Однако загробный характер христианского спасения, как универсальный регулятив, оказывается куда более легко встраиваемым в любой исторический контекст: в частности, на религиозные практики, в отличие от политических, не ложится тени тоталитарной угрозы. Критика Рикёра направлена на любые попытки унификации истины по эту сторону истории. Вслед за Кантом он охраняет границы трансцендентного (объекта веры) в их праве быть нерушимыми. Отсюда «чистота» персоналистского этоса, его крайне умеренный характер, уклонение как от радикальной негативности идущей до конца критики (скептицизма), так и от тотализующих позитивных утверждений (догматизма).

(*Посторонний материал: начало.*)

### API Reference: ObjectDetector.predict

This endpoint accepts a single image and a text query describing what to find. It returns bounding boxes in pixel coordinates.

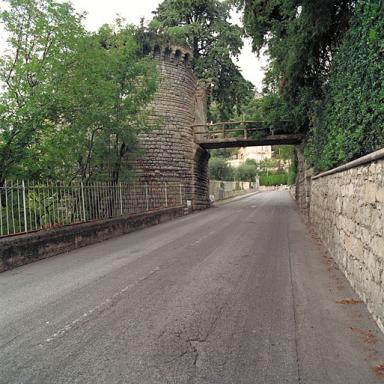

Если говорить о марксистской теории, то она, по мысли Рикёра, страдает редукцией: сводя историю к анонимной экономической структуре, она уделяет недостаточное внимание «личности». В пределе это действительно так: если бы ход истории определялся исключительно «личностями», марксистская идея изменения этого хода посредством трансформации социально-экономической структуры не имела бы смысла. Левая мысль может даже рассматривать понятие личности с ее глубоким внутренним миром как относительно поздний продукт буржуазной идеологии, обслуживающий интересы господствующего класса. Рассматривая «личность» как некий микрокосм, подобие вечного Бога, вооружившись верой, Рикёр дистанцируется не только от марксизма, но и от любой философии «подозрения», отчего стиль его рассуждений становится слишком классическим, досовременным.
Если марксизм недооценивает потенциал личности в истории, то Рикёр гипостазирует его. Подвергая сомнению апроприацию истины каким-либо политическим субъектом, он тем не менее натурализует господство как институт. Только грешный человек может исказить природу власти, злоупотребляя ее монополией на насилие. Власть же сама по себе — от Бога: «Ибо начальник есть Божий слуга тебе на добро» (св. Павел). Через институты власти, окольным путем Бог осуществляет свой промысел в историческом бытии.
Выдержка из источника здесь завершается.